You are viewing a plain text version of this content. The canonical link for it is here.
Posted to solr-user@lucene.apache.org by Willie Whitehead <bw...@gmail.com> on 2010/03/22 19:06:11 UTC
Correct way to use tokenizer for whitespace
Hi,
In my schema.xml, I am trying to remove whitespace from a multivalued
field as they come from the database. Is this the correct way:
<fieldType name="size" class="solr.TextField">
<analyzer type="query">
<tokenizer class="solr.StandardTokenizerFactory"/>
<filter class="solr.TrimFilterFactory" />
</analyzer>
</fieldType>
I do not believe this is working.
Thanks!
Re: Correct way to use tokenizer for whitespace
Posted by Ahmet Arslan <io...@yahoo.com>.
> Thank you. I tried that but it did
> not work to remove trailing spaces.
> I believe this is why my size facet queries are not
> working. After
> reloading, the XML result entries still have:
>
> <arr name="size">
> <str>LARGE </str>
> <str>MEDIUM </str>
> <str>SMALL </str>
> </arr>
>
> I am using this:
> <fieldType name="size" class="solr.TextField">
> <analyzer>
> <tokenizer
> class="solr.StandardTokenizerFactory"/>
> </analyzer>
> </fieldType>
>
> And here is my size field:
> <field name="size" type="string"
> indexed="true" stored="true"
> multiValued="true" required="false"/>
The problem is you are using string type (type="string") here. Which is not analyzed. It should be :
<field name="size" type="size" indexed="true" stored="true"
multiValued="true" required="false"/>
Re: Correct way to use tokenizer for whitespace
Posted by Willie Whitehead <bw...@gmail.com>.
Thank you.
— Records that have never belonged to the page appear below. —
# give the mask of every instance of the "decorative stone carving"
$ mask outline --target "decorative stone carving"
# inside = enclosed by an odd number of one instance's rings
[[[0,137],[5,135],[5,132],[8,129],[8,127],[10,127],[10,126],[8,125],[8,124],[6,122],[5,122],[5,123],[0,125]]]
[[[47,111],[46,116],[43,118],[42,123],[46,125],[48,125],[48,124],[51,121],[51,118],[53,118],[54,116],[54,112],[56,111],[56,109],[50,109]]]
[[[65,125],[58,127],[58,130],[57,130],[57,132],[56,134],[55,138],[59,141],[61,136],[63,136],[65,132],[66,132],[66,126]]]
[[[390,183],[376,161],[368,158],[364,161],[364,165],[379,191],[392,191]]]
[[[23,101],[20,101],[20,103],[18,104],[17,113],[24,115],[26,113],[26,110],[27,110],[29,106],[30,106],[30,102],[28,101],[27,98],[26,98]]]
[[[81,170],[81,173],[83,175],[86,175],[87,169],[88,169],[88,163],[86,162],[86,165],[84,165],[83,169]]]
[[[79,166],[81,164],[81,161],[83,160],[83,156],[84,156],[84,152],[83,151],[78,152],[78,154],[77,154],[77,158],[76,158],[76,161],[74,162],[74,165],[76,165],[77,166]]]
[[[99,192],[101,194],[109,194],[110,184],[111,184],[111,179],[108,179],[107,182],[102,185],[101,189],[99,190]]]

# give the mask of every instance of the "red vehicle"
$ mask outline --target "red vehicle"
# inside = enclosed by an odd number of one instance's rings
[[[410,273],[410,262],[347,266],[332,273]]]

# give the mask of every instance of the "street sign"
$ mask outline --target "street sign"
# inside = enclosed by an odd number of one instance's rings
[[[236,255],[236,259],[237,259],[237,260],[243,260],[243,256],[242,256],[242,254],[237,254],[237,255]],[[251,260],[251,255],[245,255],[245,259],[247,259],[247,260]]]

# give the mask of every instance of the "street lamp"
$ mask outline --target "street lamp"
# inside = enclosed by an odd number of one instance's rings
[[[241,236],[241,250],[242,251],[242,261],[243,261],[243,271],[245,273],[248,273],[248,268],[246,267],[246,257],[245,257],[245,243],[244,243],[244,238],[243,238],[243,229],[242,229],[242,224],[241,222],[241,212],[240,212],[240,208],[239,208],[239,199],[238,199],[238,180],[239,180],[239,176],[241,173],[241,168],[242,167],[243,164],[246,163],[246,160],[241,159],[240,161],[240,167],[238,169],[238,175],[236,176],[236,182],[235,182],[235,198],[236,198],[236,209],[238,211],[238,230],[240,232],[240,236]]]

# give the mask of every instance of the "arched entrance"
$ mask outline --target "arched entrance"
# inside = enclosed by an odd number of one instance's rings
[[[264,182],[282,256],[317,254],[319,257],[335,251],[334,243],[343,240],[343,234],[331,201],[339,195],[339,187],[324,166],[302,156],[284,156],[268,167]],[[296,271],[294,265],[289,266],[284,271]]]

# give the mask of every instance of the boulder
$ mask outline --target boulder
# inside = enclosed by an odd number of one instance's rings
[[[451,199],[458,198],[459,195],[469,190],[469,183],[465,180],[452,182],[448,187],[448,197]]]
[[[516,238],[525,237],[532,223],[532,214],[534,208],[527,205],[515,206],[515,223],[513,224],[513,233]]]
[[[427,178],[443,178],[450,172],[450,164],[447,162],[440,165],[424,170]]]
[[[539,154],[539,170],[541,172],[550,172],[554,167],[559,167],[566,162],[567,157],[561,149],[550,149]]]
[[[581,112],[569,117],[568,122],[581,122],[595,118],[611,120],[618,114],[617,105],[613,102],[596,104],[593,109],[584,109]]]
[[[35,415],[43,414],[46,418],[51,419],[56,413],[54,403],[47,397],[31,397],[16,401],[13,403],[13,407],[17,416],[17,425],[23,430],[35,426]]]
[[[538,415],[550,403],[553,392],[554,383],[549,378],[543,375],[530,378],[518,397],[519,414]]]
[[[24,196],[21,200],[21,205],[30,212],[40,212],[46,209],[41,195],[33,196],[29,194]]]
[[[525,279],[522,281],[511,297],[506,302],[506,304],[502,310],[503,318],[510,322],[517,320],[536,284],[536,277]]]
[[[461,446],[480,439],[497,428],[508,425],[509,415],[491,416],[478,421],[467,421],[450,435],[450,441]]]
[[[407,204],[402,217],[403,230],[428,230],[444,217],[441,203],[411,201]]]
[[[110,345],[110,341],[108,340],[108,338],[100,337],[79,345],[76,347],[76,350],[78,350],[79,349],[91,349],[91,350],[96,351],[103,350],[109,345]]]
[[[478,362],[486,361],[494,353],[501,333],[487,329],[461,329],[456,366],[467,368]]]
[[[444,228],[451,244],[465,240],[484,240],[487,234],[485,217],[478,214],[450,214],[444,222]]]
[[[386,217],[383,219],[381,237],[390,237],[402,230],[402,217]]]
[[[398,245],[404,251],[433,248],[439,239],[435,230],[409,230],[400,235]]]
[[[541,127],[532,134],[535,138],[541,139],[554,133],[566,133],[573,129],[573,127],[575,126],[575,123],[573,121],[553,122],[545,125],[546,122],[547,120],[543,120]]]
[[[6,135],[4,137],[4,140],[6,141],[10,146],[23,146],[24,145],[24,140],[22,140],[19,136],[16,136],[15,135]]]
I tried that but it did not work to remove trailing spaces.
I believe this is why my size facet queries are not working. After
reloading, the XML result entries still have:
<arr name="size">
<str>LARGE </str>
<str>MEDIUM </str>
<str>SMALL </str>
</arr>
I am using this:
<fieldType name="size" class="solr.TextField">
<analyzer>
<tokenizer class="solr.StandardTokenizerFactory"/>
</analyzer>
</fieldType>
And here is my size field:
<field name="size" type="string" indexed="true" stored="true"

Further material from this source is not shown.